Le récent du premier ministre, Ousmane Sonko continue d’alimenter les débats au sein de classe politique sénégalaise plus particulièrement au sein du parti Pastef. Les réactions viennent de partout que ce soit du côté de l’opposition ou encore du camp du pouvoir.
Ce limogeage du premier ministre n’est pas « surprenant » selon Docteur Momath Ndiaye, enseignant-chercheur à l’École Supérieure Polytechnique de l’UCAD et membre de Pastef-Les Patriotes dans le département de Médina Yéro Foulah.
« La situation était devenue intenable. D’un côté, on avait un premier ministre qui voulait accélérer la mise en œuvre des promesses faites aux populations, à savoir la rupture à tous les niveaux, et de l’autre, un président de la République qui semble s’inscrire dans la continuité du système. Donc, il y’avait deux directions aux antipodes l’une de l’autre », analyse-t-il.
Pour lui, « sans aucun doute, c’est le premier ministre qui était sur la bonne direction car chacun sait que les problèmes de notre pays sont en grande partie causés par un système qui favorise la prévarication, la corruption, l’injustice ». Il rappelle toutefois qu’« une révocation relève de l’ordre normal des choses puisque les textes réservent au président le pouvoir de nommer à tous les postes civils et militaires. Reste à voir qui va être le nouveau premier ministre », conclut-il.
Originaire du département de Médina Yéro Foulah, le Dr Ndiaye dit se sentir « redevable » à ce département de la région de Kolda.
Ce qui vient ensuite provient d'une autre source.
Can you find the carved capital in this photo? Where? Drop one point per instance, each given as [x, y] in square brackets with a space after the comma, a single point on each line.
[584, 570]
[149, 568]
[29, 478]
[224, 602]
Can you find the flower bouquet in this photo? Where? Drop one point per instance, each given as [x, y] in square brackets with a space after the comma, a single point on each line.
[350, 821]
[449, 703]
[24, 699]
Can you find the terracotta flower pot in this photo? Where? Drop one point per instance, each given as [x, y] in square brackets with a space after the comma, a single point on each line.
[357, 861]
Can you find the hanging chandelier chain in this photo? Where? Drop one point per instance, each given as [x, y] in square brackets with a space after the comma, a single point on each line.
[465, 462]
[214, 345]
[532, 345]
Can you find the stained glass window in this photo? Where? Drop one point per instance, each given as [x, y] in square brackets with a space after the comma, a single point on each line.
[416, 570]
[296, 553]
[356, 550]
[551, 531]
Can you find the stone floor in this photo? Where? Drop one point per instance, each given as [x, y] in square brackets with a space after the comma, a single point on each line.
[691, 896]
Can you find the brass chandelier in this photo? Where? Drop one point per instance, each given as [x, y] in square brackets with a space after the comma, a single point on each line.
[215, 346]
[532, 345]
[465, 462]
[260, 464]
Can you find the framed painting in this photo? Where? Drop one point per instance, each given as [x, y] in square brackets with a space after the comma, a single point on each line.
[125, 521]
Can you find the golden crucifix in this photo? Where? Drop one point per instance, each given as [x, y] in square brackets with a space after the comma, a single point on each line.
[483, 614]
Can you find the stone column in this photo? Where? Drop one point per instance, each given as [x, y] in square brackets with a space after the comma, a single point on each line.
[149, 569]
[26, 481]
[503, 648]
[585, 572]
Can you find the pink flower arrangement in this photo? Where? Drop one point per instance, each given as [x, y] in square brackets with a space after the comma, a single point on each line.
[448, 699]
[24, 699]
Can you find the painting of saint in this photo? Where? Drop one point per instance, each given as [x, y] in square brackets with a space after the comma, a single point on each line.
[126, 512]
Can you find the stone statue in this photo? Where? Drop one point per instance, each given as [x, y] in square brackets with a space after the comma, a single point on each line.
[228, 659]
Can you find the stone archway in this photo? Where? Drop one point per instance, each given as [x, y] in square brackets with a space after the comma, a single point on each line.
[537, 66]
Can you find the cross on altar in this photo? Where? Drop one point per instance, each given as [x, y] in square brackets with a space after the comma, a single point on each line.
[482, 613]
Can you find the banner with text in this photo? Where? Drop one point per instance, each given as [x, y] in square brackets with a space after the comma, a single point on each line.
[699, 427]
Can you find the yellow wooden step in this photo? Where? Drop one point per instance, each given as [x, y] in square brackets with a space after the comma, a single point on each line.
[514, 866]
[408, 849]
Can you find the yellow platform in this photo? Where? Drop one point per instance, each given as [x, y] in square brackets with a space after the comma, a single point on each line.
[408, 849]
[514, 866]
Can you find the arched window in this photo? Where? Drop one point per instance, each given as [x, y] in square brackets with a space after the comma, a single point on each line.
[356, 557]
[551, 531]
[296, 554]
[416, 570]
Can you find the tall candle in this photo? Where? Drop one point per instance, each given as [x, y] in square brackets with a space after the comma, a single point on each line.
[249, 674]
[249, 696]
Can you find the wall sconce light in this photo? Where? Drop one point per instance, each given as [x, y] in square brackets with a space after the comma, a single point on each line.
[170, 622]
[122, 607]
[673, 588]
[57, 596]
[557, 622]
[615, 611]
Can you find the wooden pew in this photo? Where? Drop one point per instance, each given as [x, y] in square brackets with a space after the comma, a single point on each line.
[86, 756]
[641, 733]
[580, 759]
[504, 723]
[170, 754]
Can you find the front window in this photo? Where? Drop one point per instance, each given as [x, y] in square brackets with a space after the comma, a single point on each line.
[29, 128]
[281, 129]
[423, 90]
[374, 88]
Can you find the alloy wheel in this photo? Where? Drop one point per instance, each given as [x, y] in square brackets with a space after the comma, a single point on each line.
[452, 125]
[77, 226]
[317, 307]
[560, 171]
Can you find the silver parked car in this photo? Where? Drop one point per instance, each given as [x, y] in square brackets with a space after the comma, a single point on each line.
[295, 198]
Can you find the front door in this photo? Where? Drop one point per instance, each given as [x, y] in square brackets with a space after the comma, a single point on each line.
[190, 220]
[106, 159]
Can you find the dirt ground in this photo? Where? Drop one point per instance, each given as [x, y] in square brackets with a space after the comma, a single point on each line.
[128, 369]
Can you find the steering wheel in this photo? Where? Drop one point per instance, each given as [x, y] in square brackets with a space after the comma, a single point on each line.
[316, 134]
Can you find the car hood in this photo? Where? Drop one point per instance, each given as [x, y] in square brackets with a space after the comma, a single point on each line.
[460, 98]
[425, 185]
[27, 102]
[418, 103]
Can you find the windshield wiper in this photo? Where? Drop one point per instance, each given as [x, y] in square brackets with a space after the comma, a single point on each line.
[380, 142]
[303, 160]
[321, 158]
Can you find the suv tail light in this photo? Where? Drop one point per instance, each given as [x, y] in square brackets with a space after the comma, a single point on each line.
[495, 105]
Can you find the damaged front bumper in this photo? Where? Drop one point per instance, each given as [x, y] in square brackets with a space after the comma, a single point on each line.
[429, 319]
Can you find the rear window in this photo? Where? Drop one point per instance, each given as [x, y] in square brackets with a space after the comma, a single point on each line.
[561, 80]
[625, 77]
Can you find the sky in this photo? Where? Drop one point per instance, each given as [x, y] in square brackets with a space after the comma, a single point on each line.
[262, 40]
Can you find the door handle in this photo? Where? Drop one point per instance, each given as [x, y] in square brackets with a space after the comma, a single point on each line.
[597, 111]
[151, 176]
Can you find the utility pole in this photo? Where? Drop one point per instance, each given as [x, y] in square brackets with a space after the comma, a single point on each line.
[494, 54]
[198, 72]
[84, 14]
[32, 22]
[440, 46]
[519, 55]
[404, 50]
Il dresse un constat sévère de la situation locale. « L’état actuel de ce territoire ne suscite que désolation, tellement la zone est gangrenée par des problèmes de toute nature à savoir l’enclavement, l’absence d’électricité et de connexion internet, le chômage galopant, le manque d’infrastructures sanitaires et scolaires».
S’il estime que les autorités qui se sont succédées « ont sans doute essayé d’apporter des solutions », il juge leurs résultats « faméliques au regard de l’étendue des difficultés ». Sur sa candidature aux prochaines locales, il reste prudent mais ouvert. « Étant membre du Pastef et étant à cheval sur les règles du parti, je reste à l’écoute du parti. Mais oui, si je suis choisi, c’est volontiers que j’accepterais car ce serait un formidable moyen de contribuer au développement de ma localité ».
Dr Momath Ndiaye revient aussi sur la relance du Domaine Agricole Communautaire de Fafacourou. Lancé en 2018, le projet avait été stoppé peu après son démarrage. « L’idée des DAC était une bonne idée qui pouvait aider à développer des zones comme le Myf qui sont des terroirs agricoles. Que les DAC soient insérés dans les programmes des pôles ou pas, j’exhorte vivement les autorités à continuer et terminer ce DAC, d’abord parce qu’il a été démarré, ensuite parce qu’il aura des effets extrêmement positifs pour les populations », plaide -t-il.
S’agissant de la récente visite du président Bassirou Diomaye Faye à Médina Yéro Foulah, il se félicite d’un déplacement attendu depuis 40 ans. Il salue les projets lancés ou inaugurés comme le centre de santé de niveau 2, la zone industrielle, l’installation électrique et portion de la boucle du Fouladou. Mais, il adresse deux messages au chef de l’État.
« Les problèmes de Médina Yéro Foulah sont tellement nombreux que les projets annoncés sont comme une goutte d’eau dans l’océan. Myf a besoin d’un programme spécial pour être mis à niveau avant de pouvoir espérer se développer ». Il l’invite également « à mettre la pression sur les entreprises qui ont gagné les marchés pour qu’elles respectent les délais, surtout pour l’hôpital car la santé n’attend pas ».
Abdoulaye WANDIANGA- Correspondant à Kolda.